Kelime olarak bir işi yapma, meydana getirme anlamına gelen ifa; hukuken borç ilişkisinin konusunu meydana getiren edimin, borçlu tarafından -alacaklıya karşı- belirlenen koşullara uygun olarak yerine getirilmesi anlamını taşımaktadır.
Bazı durumlarda borçlunun tek başına ifayı yerine getirmesi mümkün olmamaktadır ve bu hallerde borçlu, ifayı yerine getirmek için ifa yardımcısı kullanmaya başvurmaktadır. İfa yardımcısının kullanılabilmesi için, edimin ifası borçlunun şahsına bağlı olmamalıdır. Bahsi geçirilen ifa yardımcısının eyleminden doğan sorumluluk, Türk Borçlar Kanunu’nun (“TBK”) yardımcı kişilerin eylemlerinden doğan sorumluluk başlıklı “Borçlu, borcun ifasını veya bir borç ilişkisinden doğan hakkın kullanılmasını, birlikte yaşadığı kişiler ya da yanında çalışanlar gibi yardımcılarına kanuna uygun surette bırakmış olsa bile, onların işi yürüttükleri sırada diğer tarafa verdikleri zararı gidermekle yükümlüdür. Yardımcı kişilerin fiilinden doğan sorumluluk, önceden yapılan bir anlaşmayla tamamen veya kısmen kaldırılabilir. Uzmanlığı gerektiren bir hizmet, meslek veya sanat, ancak kanun veya yetkili makamlar tarafından verilen izinle yürütülebiliyorsa, borçlunun yardımcı kişilerin fiillerinden sorumlu olmayacağına ilişkin anlaşma kesin olarak hükümsüzdür.” şeklindeki 116. maddesinde hüküm altına alınmıştır.
Alıntılanan hükümde asıl borçlunun kusurundan hiç söz edilmediği için ifa yardımcısının fiilinden sorumluluk, esas olarak kusursuz sorumluluk türü kabul edilmektedir. Bu sorumluluk türünün kusursuz sorumluluk olarak nitelendirilmesinin bir sebebi de; borçlunun, ifa yardımcısı kullanarak alacaklının zarar görme riskini arttırmış olmasıdır. Ayrıca ifaya katılan kişi sayısı arttıkça, ifa anında bir zarar meydana geldiğinde alacaklının, gerçek faili bulması da zorlaşmaktadır.

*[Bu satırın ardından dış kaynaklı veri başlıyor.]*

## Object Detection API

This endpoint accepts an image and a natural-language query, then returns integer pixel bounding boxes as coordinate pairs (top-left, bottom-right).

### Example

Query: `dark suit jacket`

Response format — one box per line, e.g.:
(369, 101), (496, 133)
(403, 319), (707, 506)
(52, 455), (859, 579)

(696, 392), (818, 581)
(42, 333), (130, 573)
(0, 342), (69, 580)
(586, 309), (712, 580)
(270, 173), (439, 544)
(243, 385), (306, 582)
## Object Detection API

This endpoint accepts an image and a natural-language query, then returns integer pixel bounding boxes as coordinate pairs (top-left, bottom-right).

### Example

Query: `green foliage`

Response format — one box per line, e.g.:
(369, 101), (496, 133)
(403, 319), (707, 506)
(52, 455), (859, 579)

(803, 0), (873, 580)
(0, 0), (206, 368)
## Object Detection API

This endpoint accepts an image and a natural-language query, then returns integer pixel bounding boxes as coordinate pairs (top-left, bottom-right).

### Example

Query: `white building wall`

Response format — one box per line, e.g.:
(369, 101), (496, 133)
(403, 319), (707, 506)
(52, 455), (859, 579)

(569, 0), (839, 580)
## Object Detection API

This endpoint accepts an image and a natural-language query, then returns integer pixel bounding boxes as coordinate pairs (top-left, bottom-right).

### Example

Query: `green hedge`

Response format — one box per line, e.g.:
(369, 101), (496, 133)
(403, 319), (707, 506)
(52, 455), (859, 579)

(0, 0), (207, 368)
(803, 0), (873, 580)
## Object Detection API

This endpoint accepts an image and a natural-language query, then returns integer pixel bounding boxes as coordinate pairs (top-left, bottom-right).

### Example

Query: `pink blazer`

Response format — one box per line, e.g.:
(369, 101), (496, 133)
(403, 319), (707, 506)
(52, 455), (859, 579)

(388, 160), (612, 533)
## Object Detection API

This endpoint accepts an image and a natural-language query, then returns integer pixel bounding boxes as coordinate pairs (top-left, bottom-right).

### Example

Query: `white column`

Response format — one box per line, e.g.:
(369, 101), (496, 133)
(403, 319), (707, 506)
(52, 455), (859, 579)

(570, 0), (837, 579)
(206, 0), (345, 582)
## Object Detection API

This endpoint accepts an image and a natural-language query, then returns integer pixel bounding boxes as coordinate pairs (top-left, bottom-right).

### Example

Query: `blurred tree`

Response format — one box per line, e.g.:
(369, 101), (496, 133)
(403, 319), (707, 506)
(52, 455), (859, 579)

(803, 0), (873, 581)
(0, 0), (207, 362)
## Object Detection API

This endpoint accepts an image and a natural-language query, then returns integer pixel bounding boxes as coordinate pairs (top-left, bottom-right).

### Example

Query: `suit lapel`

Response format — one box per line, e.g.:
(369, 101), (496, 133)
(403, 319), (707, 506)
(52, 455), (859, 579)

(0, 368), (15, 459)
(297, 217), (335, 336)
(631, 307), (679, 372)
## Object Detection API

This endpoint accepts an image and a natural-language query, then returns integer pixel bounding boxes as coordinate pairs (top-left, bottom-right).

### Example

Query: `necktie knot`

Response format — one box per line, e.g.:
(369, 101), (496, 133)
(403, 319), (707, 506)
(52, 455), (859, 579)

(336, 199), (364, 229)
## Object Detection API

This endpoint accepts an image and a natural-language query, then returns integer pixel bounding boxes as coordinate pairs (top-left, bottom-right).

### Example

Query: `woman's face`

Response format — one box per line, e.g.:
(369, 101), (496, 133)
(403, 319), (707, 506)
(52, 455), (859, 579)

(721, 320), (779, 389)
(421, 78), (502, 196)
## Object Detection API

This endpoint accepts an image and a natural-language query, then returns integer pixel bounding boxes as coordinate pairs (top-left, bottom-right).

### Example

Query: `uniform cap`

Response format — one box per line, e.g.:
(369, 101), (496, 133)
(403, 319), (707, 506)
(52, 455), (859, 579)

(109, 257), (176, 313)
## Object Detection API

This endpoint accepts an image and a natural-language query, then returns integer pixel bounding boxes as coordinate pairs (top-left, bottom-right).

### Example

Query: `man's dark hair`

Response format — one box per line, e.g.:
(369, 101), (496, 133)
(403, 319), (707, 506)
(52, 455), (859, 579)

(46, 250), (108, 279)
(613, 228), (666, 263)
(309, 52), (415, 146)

TBK’nin 116. maddesi kapsamında borçlunun, ifaya yardımcı kişilerin eylemlerinden sorumlu olabilmesi için bazı şartların gerçekleşmesi gerekmektedir. Bu şartları sıralamak gerekirse, öncelikle takdir edileceği gibi, borçluyla zarar veren arasında bir borç ilişkisinin bulunması gerekmektedir. Belirtilen borç ilişkisinde, tarafların birbirlerini tanıması gerekmediği gibi borç ilişkisi açık veya örtülü olarak da kurulabilmektedir. Diğer bir şartsa, borçlunun ifa yardımcısından, ilgili borç ilişkisinden doğan bir borcun yerine getirilmesi ya da hakkın kullanılması amacıyla faydalanması kuralıdır. Başka bir deyişle yardımcı kişi, borçlunun bilgisi ve iradesi dahilinde borçluya ait bir yükümlülüğü ifa eden ve/veya ifa faaliyetlerine katılan üçüncü kişi olmak zorundadır. Bunların yanında tabii ki zararla fiilin arasında illiyet (nedensellik) bağının bulunması, zararın ifa sırasında meydana gelmesi gibi şartlar da aranmaktadır.
Son olarak borçlunun bu sorumluluktan kurtulabilmesi için ya zararla ifa yardımcısının fiili arasında illiyet bağının olmadığını ispatlaması ya da sözleşme serbestisi çerçevesinde, taraflar arasında yapılacak sözleşmeye, borçlunun ifa yardımcısının fiilinden sorumlu tutulmayacağına dair kayıt konulması gerekmektedir. Ancak sözleşmeye konulan bu şerh, edimin ifa edilmesinin uzmanlık gerektiren alanlara dahil olması sonucunda kesin hükümsüz olmaktadır.